Until there is a standardized, industry-recognized skills assessment — something with the rigor and portability of the bar exam, the CPA exam, or professional engineering licensure — skills-based hiring will remain fundamentally subjective. Every company ends up building their own assessment, which is expensive, inconsistent, and often just as biased as the degree requirement it replaced.

I am not saying we need occupational licensing for software developers. The bar exam analogy is imperfect because software engineering evolves too fast for a static test. But we need something more rigorous than “I completed a 6-week online course and here is my PDF certificate.” Some kind of practical, regularly updated, industry-governed assessment that actually tests whether someone can do the work.

Without that shared standard, we are each building our own measuring sticks and wondering why our measurements do not agree.

As someone who is self-taught and spent years feeling impostor syndrome about not having a CS degree, this conversation matters deeply to me. I want to share the candidate-side perspective because I think it gets lost in the hiring process design discussions.

The degree removal was meaningful. I would not have applied to half my past jobs if the listing required a CS degree. Not because I thought I could not do the work — I knew I could — but because I assumed a degree requirement meant they wanted a specific type of person and I was not it. Removing that line from the job posting is not just a policy change; it is a psychological signal that says “we are open to people like you.” That signal matters, even if the rest of the process has not caught up yet.

But the interview process still felt designed for CS grads. I have done interviews where the first question was “describe the time complexity of quicksort.” I can sort data efficiently in production code, but I do not have the academic vocabulary to discuss algorithmic complexity the way someone who took a data structures class would. The knowledge is there; the language is different. And when your evaluation rubric rewards the academic language, you are still filtering for the degree even if you removed the requirement.

The best interview experience I ever had was a company that gave me access to their staging environment, pointed me to a bug report, and said “find and fix this bug.” No algorithms, no trick questions, no whiteboard, no LeetCode. Just real work in a real codebase.

I spent 90 minutes reading their code, understanding the architecture, tracing the bug to a race condition in their WebSocket handler, and writing a fix with a test. Then I spent 30 minutes explaining my approach to two engineers on the team — where I looked first, why I went down certain paths, what I tried that did not work, and how I verified the fix.

I got the offer. And that company also had the best engineering team I have ever worked on — turns out hiring for practical skills gets you practical engineers.
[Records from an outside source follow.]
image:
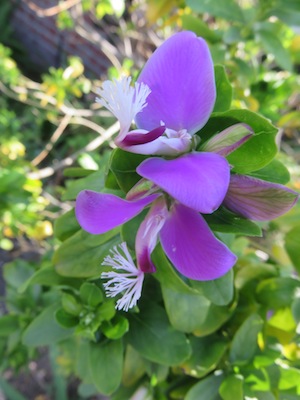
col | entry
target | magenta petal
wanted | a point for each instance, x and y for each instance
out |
(191, 246)
(147, 234)
(141, 137)
(197, 180)
(257, 199)
(180, 75)
(100, 212)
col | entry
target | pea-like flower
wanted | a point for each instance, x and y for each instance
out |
(172, 99)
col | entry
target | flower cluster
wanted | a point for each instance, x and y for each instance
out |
(173, 99)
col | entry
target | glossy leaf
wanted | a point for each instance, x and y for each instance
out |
(106, 363)
(273, 45)
(232, 388)
(123, 165)
(206, 355)
(258, 151)
(81, 254)
(274, 172)
(47, 276)
(219, 291)
(224, 90)
(44, 329)
(229, 11)
(292, 246)
(8, 324)
(225, 221)
(206, 389)
(244, 343)
(277, 292)
(91, 294)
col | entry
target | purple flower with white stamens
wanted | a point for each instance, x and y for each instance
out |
(171, 100)
(183, 188)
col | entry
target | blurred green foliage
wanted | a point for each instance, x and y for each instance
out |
(240, 336)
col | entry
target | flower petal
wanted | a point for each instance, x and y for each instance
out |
(180, 75)
(192, 247)
(228, 140)
(100, 212)
(140, 137)
(257, 199)
(163, 145)
(147, 234)
(197, 180)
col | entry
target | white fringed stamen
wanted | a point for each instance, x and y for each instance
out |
(123, 100)
(126, 280)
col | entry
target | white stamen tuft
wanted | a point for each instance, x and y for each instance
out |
(126, 280)
(123, 100)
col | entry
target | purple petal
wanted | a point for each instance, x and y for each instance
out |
(141, 137)
(197, 180)
(100, 212)
(257, 199)
(180, 75)
(146, 237)
(228, 140)
(163, 145)
(192, 247)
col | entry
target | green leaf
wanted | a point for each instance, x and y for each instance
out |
(134, 367)
(206, 355)
(91, 294)
(224, 90)
(65, 319)
(77, 172)
(273, 45)
(216, 316)
(8, 324)
(47, 276)
(44, 329)
(16, 272)
(289, 378)
(228, 10)
(225, 221)
(244, 343)
(219, 291)
(185, 306)
(273, 172)
(186, 312)
(81, 255)
(66, 225)
(277, 292)
(115, 328)
(195, 24)
(292, 246)
(167, 275)
(258, 151)
(123, 165)
(94, 181)
(155, 339)
(206, 389)
(10, 391)
(106, 364)
(70, 304)
(232, 388)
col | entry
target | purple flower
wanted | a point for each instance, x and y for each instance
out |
(258, 200)
(171, 100)
(181, 189)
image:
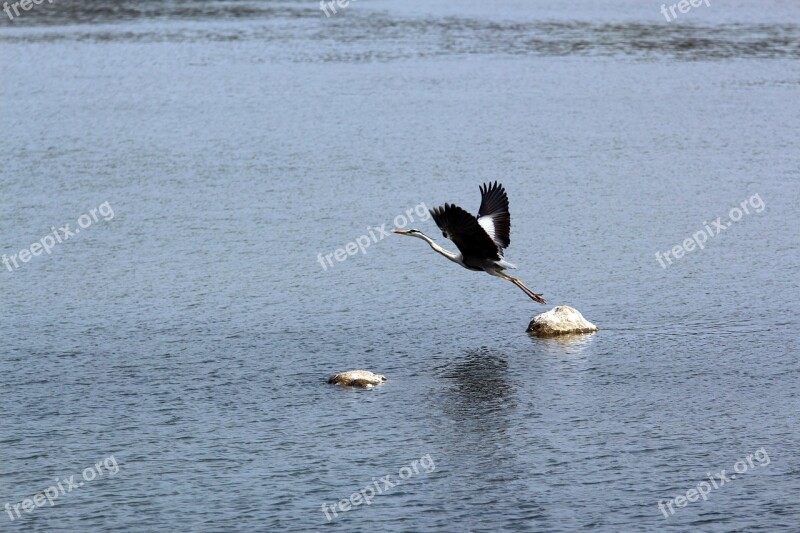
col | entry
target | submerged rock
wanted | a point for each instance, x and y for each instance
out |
(560, 320)
(357, 378)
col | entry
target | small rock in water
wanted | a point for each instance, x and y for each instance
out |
(357, 378)
(560, 320)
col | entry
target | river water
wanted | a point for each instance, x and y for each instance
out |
(213, 153)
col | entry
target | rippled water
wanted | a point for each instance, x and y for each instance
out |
(189, 333)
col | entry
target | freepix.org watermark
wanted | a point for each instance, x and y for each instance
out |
(684, 6)
(323, 5)
(379, 486)
(365, 241)
(62, 487)
(699, 238)
(64, 233)
(716, 481)
(26, 5)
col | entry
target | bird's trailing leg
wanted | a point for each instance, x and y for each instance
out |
(532, 295)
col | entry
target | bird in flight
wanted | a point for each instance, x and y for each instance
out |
(480, 240)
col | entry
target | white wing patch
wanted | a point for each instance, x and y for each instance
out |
(487, 223)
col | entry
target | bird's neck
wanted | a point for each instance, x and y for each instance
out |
(436, 248)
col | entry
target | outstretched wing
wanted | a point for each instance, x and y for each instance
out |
(493, 215)
(464, 230)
The team was diverse in background (two bootcamp grads, one career changer from finance, one self-taught like me, and two CS grads), and the quality of work was exceptional because everyone was selected for their ability to do the job, not their ability to perform in an artificial testing environment.

The one thing I would add to Keisha’s list of what works: make the evaluation criteria transparent to candidates. Tell people what you are testing and how you are scoring it. The mystification of the interview process disproportionately hurts non-traditional candidates who do not have a network of CS grads to coach them on what companies “really” look for. Transparency is an accessibility feature.